On Friday, September 19, the National Weather Service radar spotted a huge, mysterious, butterfly-shaped cloud over St. Louis in Missouri. The cloud was changing into all sorts of odd shapes as it moved towards Mexico. Turns out, it wasn’t a cloud at all. Upon closer analysis, the National Weather Service found that it was a large swarm of Monarch butterflies. They were migrating to their winter home in Mexican mountains.

Huge Cloud Over St. Louis Was A Swamp Of Butterflies: NWS

Butterflies migrating to Mexico for the winter

ON NWS’s radar, the swarm of butterflies resembled a butterfly for a short while as it was changing shapes. The National Weather Service said on Facebook that the cluster of monarchs was flying about 5,000-6,000 feet above the ground. Their wings were radar targets. Nobody saw the butterflies, but radar signal analysis showed that the “targets” were flat, flapping and biological, reports LiveScience.

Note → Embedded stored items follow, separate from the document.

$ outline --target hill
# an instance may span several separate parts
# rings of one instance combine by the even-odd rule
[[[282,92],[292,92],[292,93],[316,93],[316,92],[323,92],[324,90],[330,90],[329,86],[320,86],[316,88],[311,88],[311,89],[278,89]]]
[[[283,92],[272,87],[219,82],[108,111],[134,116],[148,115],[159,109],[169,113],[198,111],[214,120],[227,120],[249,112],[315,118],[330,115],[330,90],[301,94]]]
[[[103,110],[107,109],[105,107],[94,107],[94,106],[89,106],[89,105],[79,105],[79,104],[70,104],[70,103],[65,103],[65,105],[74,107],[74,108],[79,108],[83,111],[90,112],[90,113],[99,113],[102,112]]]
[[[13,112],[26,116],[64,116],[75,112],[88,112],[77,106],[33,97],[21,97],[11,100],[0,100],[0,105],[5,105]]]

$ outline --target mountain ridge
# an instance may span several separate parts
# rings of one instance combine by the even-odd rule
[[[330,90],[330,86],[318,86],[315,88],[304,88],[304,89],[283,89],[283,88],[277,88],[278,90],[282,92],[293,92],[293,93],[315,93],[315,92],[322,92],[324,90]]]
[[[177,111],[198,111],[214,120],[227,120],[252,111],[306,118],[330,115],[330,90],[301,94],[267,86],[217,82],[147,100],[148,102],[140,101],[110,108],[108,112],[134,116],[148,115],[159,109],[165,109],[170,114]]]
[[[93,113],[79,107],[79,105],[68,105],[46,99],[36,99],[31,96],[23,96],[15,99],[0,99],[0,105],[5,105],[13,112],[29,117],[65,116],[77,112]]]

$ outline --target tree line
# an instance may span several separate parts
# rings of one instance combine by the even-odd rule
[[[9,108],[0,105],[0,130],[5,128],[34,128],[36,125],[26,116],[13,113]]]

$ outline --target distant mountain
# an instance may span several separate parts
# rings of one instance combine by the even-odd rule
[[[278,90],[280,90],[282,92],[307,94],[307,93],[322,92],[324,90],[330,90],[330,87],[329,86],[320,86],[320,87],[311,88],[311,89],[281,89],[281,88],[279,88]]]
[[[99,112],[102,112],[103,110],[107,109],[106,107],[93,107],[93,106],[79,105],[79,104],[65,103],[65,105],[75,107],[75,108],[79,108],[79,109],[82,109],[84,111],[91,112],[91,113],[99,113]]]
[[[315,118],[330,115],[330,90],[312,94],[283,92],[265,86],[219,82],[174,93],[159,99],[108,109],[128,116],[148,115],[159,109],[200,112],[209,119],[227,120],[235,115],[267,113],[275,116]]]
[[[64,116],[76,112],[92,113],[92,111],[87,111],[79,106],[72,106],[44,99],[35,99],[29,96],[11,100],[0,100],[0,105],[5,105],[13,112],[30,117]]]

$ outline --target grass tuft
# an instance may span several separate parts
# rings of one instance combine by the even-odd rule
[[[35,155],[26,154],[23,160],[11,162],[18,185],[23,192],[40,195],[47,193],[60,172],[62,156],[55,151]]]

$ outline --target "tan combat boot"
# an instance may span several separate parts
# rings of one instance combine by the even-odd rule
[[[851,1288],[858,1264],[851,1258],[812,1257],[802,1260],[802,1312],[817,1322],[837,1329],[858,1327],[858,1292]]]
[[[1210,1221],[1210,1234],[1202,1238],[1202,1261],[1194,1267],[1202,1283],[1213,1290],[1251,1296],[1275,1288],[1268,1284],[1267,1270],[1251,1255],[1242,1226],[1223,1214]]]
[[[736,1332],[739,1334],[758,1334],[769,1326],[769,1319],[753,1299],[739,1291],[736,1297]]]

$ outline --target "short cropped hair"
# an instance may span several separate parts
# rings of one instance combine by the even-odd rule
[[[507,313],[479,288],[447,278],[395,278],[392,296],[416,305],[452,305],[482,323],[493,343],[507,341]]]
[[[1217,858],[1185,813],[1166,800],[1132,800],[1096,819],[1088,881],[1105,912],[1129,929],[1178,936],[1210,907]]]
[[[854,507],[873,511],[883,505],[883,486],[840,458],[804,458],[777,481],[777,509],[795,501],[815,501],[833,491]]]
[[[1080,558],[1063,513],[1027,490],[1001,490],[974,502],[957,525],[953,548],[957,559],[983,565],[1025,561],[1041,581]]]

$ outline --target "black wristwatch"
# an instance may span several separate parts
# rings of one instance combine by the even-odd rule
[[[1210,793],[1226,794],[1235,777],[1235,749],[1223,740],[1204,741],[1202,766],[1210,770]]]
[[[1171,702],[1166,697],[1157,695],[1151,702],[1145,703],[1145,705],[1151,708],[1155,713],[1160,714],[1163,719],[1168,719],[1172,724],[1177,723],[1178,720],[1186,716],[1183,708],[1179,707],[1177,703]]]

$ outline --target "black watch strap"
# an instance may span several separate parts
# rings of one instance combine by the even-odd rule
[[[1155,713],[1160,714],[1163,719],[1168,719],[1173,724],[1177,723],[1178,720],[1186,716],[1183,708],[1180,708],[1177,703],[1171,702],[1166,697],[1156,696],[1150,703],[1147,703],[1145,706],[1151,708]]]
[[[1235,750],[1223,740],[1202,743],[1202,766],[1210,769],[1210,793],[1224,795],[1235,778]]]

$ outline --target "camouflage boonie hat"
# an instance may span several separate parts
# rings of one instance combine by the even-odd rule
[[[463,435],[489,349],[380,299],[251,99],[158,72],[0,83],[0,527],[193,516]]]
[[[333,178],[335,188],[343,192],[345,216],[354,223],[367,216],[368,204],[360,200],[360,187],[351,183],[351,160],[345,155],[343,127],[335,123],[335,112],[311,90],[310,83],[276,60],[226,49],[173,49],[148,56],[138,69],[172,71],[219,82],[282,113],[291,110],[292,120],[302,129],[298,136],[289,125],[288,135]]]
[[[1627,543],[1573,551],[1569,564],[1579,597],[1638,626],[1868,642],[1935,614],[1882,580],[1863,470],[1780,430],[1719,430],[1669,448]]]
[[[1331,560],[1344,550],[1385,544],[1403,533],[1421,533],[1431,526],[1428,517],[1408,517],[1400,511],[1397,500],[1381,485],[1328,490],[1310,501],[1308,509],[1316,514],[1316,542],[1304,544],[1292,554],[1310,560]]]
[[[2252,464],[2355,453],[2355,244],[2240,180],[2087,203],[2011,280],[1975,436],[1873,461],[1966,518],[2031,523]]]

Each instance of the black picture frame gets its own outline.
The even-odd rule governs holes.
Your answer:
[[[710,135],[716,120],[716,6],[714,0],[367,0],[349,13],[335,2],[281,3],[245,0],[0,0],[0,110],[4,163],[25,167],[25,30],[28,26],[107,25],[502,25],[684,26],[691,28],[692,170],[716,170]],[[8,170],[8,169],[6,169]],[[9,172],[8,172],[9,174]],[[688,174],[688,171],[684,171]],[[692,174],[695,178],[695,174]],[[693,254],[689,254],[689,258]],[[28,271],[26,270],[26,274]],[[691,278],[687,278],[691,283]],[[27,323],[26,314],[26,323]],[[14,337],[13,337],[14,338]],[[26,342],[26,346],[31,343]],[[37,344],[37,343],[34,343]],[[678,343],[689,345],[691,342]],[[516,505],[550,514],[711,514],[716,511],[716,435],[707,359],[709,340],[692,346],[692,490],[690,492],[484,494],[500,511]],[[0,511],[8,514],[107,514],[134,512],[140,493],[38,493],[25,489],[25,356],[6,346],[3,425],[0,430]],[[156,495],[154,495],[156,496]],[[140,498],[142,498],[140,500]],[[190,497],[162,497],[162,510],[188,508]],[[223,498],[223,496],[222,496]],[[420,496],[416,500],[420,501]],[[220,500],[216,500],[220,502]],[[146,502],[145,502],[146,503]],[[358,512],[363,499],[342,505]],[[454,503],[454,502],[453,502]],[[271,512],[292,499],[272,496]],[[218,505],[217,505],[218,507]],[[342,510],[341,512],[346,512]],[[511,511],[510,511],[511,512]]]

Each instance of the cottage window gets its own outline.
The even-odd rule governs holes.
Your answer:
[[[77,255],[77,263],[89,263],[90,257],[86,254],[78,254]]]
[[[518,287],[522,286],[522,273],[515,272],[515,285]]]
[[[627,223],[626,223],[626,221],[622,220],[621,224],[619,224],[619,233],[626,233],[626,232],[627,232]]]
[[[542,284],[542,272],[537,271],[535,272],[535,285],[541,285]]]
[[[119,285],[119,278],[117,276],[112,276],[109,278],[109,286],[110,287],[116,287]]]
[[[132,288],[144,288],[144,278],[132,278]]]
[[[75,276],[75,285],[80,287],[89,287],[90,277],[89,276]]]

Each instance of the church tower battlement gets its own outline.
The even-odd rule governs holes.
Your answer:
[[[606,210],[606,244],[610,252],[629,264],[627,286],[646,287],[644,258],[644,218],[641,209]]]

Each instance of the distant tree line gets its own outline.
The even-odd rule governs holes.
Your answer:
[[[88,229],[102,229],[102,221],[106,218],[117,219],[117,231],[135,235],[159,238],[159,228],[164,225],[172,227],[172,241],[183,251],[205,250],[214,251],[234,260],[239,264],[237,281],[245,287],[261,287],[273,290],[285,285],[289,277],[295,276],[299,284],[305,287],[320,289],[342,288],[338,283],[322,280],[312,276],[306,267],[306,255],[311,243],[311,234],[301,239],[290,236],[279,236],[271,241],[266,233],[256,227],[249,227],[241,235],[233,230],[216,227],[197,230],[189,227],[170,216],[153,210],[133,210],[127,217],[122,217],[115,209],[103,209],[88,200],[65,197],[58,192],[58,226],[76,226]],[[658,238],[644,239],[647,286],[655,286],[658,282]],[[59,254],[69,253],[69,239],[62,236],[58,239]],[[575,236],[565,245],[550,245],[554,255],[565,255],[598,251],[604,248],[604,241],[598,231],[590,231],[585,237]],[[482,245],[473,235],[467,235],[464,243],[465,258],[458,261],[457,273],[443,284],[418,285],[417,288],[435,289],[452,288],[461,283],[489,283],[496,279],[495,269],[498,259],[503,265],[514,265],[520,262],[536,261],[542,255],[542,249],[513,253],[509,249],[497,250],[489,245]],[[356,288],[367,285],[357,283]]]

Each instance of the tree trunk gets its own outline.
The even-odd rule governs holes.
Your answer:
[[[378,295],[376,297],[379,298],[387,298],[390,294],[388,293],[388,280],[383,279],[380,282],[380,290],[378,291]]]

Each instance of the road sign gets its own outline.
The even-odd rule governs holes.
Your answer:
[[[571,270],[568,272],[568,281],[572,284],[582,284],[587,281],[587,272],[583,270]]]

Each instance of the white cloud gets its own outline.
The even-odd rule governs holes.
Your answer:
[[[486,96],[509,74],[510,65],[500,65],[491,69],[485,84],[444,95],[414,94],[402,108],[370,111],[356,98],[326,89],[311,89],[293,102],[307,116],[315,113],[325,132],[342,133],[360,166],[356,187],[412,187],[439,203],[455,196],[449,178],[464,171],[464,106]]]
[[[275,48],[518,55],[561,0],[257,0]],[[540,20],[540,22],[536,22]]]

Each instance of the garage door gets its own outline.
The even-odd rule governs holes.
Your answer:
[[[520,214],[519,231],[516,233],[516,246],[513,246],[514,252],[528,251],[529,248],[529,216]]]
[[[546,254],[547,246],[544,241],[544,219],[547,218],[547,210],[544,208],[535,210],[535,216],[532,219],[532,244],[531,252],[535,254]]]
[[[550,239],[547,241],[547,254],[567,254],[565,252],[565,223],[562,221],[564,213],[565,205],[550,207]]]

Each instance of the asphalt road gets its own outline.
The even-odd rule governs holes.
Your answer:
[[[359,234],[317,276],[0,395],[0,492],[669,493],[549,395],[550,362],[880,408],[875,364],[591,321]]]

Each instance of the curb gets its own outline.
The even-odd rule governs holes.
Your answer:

The butterfly swarm’s timing is in line with a recent exodus from the Great Lakes region. According to Monarch Watch, eastern population of monarch butterflies spends summer across the northeastern U.S., the Great Lakes and Canada. And then they migrate to western central Mexico to spend winters. The 3,000-mile journey takes more than two months. It’s the longest butterfly migration on Earth.

Population of monarch butterflies falling dramatically

Western population of monarchs summers in California, but winters in Mexico. Butterflies may have gathered together when passing over St. Louis due to favorable weather conditions. They take advantage of air currents to conserve their energy during two-month long travel. Monarchs are the most recognizable butterfly species in North America because of their distinct black, orange and white markings.

During their migration, the monarchs help pollinate about 35% of fruits and vegetables we consume. The sheer size of the recently spotted swarm is a positive sign. Monarch population in North America has been declining at an alarming rate over the past few years due to exposure to pesticides, drought, cold temperatures along the migration route.

According to Monarch Watch, their population fell to record low of 33 million last year.